Orietta, originaria di Barp di Sedico docente universitario (University Lecturer) presso l’Università di Cambridge, ha un percorso scolastico incredibile.

«Ho fatto l’istituto alberghiero a Falcade e l’università Iulm a Feltre laureandomi in lingue con specializzazione in letteratura medioevale, le basi le avevo ricevute, se avessi fatto il classico avrei faticato un po’ meno.

All’Università ho vinto una borsa di studio per fare un master a Sheffield in Inghilterra in studi medioevali, poi con un’altra borsa di studio ho fatto un dottorato di tre anni alla De Montfort University a Leicester. Da lì, ho lavorato come ricercatrice su testi di Chaucer, Ben Jonson ed altri autori medievali dal XII and XV secolo, ed infine la docenza. A me piace però lavorare su cose strane e mi sono buttata nella digital humanity, progetti pubblicati on-line. Per fare questo ho dovuto studiare anche le basi dell’informatica, remando contro corrente.

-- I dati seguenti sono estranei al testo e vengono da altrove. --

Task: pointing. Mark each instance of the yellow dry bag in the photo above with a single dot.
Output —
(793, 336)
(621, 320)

Si sa che il mondo accademico è tradizionalista, e la tradizione culturale inglese insiste nel riconoscere i libri su carta come misura di successo. Ma combinare progetti di digital humanity con la ricerca sui manoscritti e testi medievali è stata alla fine una mossa vincente quando mi hanno offerto un posto all’Università Cambridge nel 2013. Se non fossi stata combattiva non sarei arrivata qui e continuo ad esserlo. Una mia collega mi ha definita “belligerent”. Spesso si pensa che la conoscenza sia “leggere testi, scrivere libri”, per me invece la conoscenza è anche studiare i manoscritti dal punto di vista quantitativo, raccogliere dati, approfondire questi dati, perché i “dati offrono conoscenze critiche”.

IL PROGETTO SULLA CARTA:
STUDIANDO CHAUCER NASCE L’INTUIZIONE
Grazie a questi lavori, ho sognato un progetto sulla storia della carta nell’Inghilterra medievale: “Paper in medieval England: from pulp to fictions”.

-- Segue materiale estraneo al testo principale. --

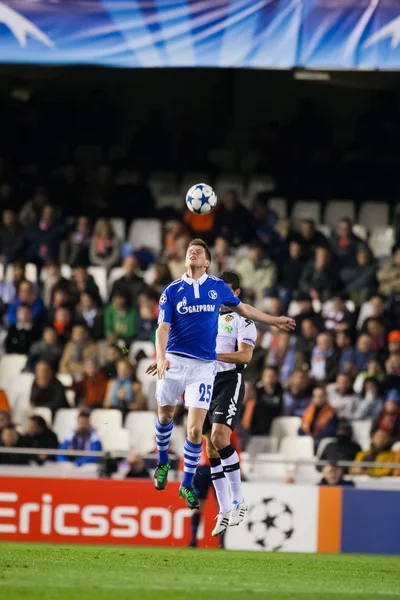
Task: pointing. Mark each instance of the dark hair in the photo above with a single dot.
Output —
(40, 422)
(200, 242)
(232, 278)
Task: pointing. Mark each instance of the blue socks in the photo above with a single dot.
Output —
(191, 457)
(163, 436)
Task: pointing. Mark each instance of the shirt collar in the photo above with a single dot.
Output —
(189, 280)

Questo studio era partito molto lontano, quando per il dottorato nel 2000 studiavo e traducevo un antico manoscritto cartaceo della fine del 1300 che contiene una copia dei “Canterbury Tales” di Geoffrey Chaucer. La critica era stata spietata su questo manoscritto, perché era su carta e non su pergamena come i tradizionali, quindi veniva percepito come non importante ribadendo lo status: “la carta è dei poveri, la pergamena dei ricchi”. Chaucer in un altro testo, però, raccontando della storia d’amore di Didone ed Enea, scrisse che il colore del cavallo della regina era “bianco come la carta”. La carta per Chaucer era un oggetto elegante e lussuoso, non povero. Quindi, mi sono chiesta, perché la critica associa i testi scritti su carta a forme più semplici di scrittura? Quando è arrivata la carta in Inghilterra e come veniva considerata? Si sa che in Italia, ed in particolare in Sicilia, la carta veniva usata dal 1100 favorita da influenze arabe. Dal 1200 il commercio internazionale era esploso, contribuendo alla diffusione della carta italiana in Europa. Dal 1300 al 1400, tutta la carta importata in Inghilterra era di provenienza italiana, ma gli inizi, la dinamica e le quantità di queste operazioni commerciali erano tutte da scoprire. Così arrivata a Cambridge ho iniziato a scrivere quello che sapevo sull’uso della carta medievale e a ricercare le modalità d’uso di questa tecnologia che cambiò la comunicazione e inspirò il genio letterario.

UNA RICERCATRICE ITALIANA
AL SERVIZIO DELLA CORONA
Ho fatto domanda alla British Accademy (la nostra “Accademia della Crusca”) per ottenere una borsa di studio per scrivere questo libro. Quindi dal settembre 2017 a settembre 2018 mi sono tuffata in questa nuova sfida. Questa la storia.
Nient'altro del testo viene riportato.